Proverbs 19:11 says, “good sense makes one slow to answer, and it is his glory to overlook an offense.” Sometimes we need to as the aforementioned proverb states “overlook an offense” and understand that “loves covers a multitude of sins” (1 Peter 4:8). I think most of us (yours truly included) are more apt to not overlook an offense than we are to overlook it. That being said, there are instances where it is appropriate and right to approach someone about something they may have done (or didn’t do) that offended you. But how exactly should you process whether or not you should approach the person? Brauns, in Unpacking Forgiveness: biblical answers for complex questions and deep wounds” give these steps:
- Before confronting, ask, “Have I examined myself yet?”
- Before confronting, ask, “How sure am I that I am right?”

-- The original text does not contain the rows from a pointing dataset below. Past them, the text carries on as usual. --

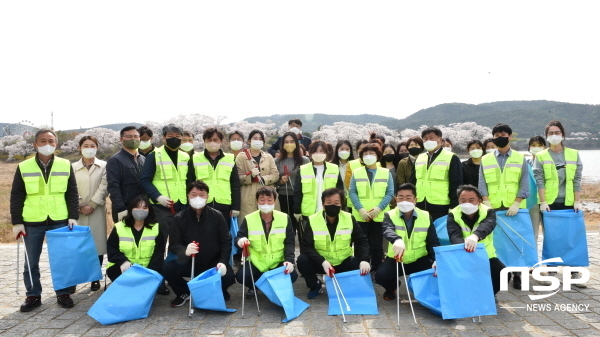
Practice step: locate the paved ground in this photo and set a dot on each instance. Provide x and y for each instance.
(51, 320)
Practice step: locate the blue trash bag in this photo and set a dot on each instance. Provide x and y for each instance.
(129, 297)
(358, 291)
(565, 237)
(425, 289)
(277, 286)
(207, 292)
(464, 281)
(515, 249)
(73, 256)
(442, 230)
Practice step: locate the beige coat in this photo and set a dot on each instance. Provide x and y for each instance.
(269, 172)
(91, 185)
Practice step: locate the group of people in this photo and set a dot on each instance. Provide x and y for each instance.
(340, 201)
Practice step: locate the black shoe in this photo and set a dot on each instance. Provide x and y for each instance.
(180, 300)
(30, 303)
(65, 301)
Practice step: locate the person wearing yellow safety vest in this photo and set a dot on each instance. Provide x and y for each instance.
(412, 236)
(327, 245)
(371, 190)
(471, 222)
(437, 175)
(43, 197)
(269, 236)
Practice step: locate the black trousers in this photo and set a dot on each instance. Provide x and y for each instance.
(309, 268)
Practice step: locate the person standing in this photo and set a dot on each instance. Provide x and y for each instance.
(43, 197)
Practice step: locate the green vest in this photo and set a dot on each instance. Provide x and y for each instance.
(370, 195)
(433, 183)
(216, 179)
(416, 245)
(43, 199)
(503, 185)
(551, 175)
(488, 241)
(309, 185)
(340, 248)
(175, 175)
(136, 254)
(266, 255)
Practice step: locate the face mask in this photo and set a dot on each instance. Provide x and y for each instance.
(197, 202)
(144, 144)
(46, 150)
(332, 210)
(468, 208)
(236, 145)
(476, 153)
(266, 208)
(406, 206)
(344, 154)
(88, 153)
(369, 159)
(139, 214)
(256, 144)
(501, 141)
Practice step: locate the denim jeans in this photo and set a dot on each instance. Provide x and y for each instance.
(34, 241)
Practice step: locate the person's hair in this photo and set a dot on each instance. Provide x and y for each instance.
(336, 156)
(199, 185)
(501, 127)
(297, 155)
(295, 121)
(210, 132)
(145, 130)
(172, 128)
(125, 129)
(471, 188)
(150, 221)
(266, 191)
(431, 129)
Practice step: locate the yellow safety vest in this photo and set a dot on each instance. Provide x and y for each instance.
(416, 245)
(266, 255)
(217, 178)
(175, 175)
(309, 185)
(45, 199)
(488, 241)
(141, 253)
(433, 183)
(503, 185)
(370, 195)
(551, 175)
(340, 248)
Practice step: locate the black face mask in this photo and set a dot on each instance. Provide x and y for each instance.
(332, 210)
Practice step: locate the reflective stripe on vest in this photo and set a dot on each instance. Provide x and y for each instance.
(45, 199)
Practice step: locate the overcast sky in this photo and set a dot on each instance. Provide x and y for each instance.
(106, 62)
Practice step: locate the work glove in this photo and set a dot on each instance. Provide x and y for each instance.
(328, 268)
(124, 266)
(364, 267)
(364, 215)
(513, 209)
(471, 243)
(192, 248)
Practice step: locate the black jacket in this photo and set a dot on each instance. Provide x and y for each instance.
(18, 195)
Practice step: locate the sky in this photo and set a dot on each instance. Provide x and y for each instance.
(103, 62)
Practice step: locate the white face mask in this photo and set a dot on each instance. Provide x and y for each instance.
(88, 153)
(236, 145)
(266, 208)
(468, 208)
(197, 202)
(406, 206)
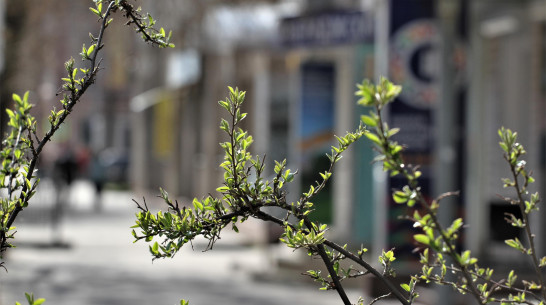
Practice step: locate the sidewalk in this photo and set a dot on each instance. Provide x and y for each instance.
(100, 264)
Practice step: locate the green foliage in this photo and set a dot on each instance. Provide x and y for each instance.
(22, 146)
(245, 192)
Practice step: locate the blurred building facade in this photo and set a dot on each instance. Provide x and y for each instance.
(467, 68)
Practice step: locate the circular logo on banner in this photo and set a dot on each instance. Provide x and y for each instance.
(415, 62)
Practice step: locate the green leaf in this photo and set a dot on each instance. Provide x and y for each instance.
(90, 50)
(197, 205)
(373, 138)
(422, 238)
(399, 197)
(368, 120)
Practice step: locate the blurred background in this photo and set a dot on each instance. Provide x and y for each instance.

- Before confronting, ask, “How important is this?”
- Before confronting, ask, ” Does this person show a pattern of this kind of behavior?”

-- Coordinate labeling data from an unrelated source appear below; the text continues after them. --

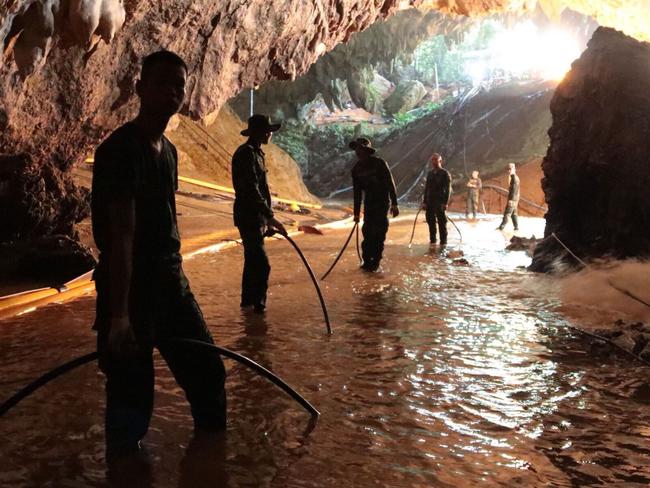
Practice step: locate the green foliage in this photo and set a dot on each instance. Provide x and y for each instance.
(450, 59)
(403, 119)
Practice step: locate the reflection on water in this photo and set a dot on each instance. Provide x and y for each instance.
(436, 375)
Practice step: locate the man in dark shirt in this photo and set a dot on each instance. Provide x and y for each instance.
(474, 186)
(252, 210)
(436, 198)
(143, 296)
(513, 199)
(372, 179)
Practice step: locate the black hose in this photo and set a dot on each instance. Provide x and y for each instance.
(358, 251)
(313, 279)
(261, 370)
(45, 379)
(347, 241)
(80, 361)
(457, 229)
(415, 221)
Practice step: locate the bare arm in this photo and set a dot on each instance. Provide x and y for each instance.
(121, 230)
(356, 189)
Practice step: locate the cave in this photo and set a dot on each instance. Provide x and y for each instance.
(454, 364)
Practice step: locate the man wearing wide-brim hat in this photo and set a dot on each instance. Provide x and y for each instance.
(372, 180)
(253, 214)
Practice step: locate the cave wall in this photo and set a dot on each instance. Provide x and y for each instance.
(352, 64)
(68, 71)
(597, 168)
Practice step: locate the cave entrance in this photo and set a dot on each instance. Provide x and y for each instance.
(478, 92)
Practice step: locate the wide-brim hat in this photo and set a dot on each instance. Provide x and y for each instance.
(362, 143)
(261, 123)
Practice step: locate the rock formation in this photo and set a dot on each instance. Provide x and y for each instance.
(485, 130)
(596, 170)
(69, 66)
(352, 65)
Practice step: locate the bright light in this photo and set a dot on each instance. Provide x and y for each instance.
(527, 50)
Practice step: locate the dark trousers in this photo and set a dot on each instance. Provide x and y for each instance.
(255, 276)
(437, 217)
(472, 204)
(171, 313)
(510, 211)
(374, 228)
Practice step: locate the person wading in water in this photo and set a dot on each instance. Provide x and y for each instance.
(474, 186)
(143, 296)
(513, 199)
(436, 198)
(372, 179)
(253, 215)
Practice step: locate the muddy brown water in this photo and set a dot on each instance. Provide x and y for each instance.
(437, 374)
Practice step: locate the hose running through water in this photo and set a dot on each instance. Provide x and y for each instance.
(88, 358)
(347, 241)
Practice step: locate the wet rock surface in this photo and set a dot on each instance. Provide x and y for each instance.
(51, 259)
(38, 198)
(596, 176)
(68, 68)
(407, 96)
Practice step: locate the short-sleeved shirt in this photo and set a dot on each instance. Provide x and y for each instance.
(372, 178)
(437, 189)
(252, 195)
(126, 166)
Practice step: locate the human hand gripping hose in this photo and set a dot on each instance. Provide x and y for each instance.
(80, 361)
(347, 241)
(415, 221)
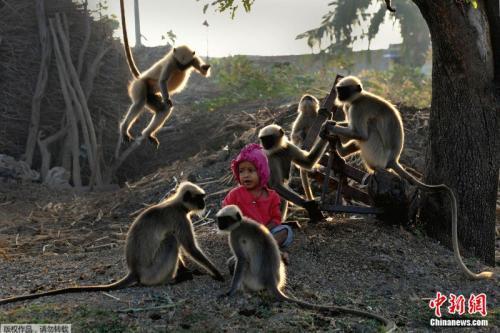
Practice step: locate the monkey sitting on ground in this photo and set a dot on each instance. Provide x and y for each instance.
(153, 245)
(280, 154)
(154, 86)
(375, 130)
(259, 265)
(307, 114)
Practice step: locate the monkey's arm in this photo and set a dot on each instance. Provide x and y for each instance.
(165, 74)
(200, 66)
(276, 182)
(305, 159)
(186, 239)
(349, 149)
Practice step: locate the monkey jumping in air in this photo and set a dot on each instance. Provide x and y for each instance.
(153, 87)
(375, 131)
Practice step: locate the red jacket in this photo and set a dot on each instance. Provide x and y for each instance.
(262, 210)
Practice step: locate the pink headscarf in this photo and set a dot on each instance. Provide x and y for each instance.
(253, 153)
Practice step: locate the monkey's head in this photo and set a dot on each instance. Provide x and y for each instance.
(308, 103)
(183, 56)
(191, 196)
(229, 218)
(348, 90)
(272, 138)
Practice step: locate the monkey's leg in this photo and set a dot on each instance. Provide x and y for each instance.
(164, 265)
(191, 248)
(238, 276)
(183, 273)
(182, 266)
(133, 113)
(159, 118)
(284, 209)
(306, 184)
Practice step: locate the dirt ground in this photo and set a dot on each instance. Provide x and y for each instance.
(54, 238)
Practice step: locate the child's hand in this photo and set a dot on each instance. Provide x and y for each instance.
(271, 225)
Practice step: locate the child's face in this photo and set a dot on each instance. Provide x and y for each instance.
(249, 178)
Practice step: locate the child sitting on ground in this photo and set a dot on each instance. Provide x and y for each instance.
(254, 198)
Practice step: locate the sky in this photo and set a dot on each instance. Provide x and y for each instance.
(269, 28)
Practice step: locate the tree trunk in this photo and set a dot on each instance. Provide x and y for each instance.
(41, 82)
(463, 127)
(137, 24)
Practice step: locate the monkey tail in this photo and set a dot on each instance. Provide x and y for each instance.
(390, 326)
(124, 282)
(128, 52)
(403, 173)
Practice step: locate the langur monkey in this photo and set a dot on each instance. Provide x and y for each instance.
(259, 265)
(375, 130)
(307, 114)
(153, 87)
(280, 155)
(153, 245)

- Before confronting, ask, “What do wise people counsel me to do?”
- Before confronting, ask, “What else is going on in the other person’s world?
If, after answering those questions you still believe you need to move forward with approaching someone, the question still remains, “how do I actually go about doing it?” Again, Brauns gives some helpful guidelines (taken from Matthew 18 concerning the actual process with several other passages cited as support for the manner of the process):
- First of all you should go: Keep the circle small; be gracious; no revenge, not even a little; listen first, and be prepared to ask forgiveness yourself; take the other person at his word; choose the time and place carefully; choose your words carefully; be patient and have modest expectations.
- Second, if necessary, take one or two others along: Go humbly; go urgently; listen first; do not assume that you know all the facts about a situation until you have heard input from the other party.
- Third, if appropriate, pursue church discipline.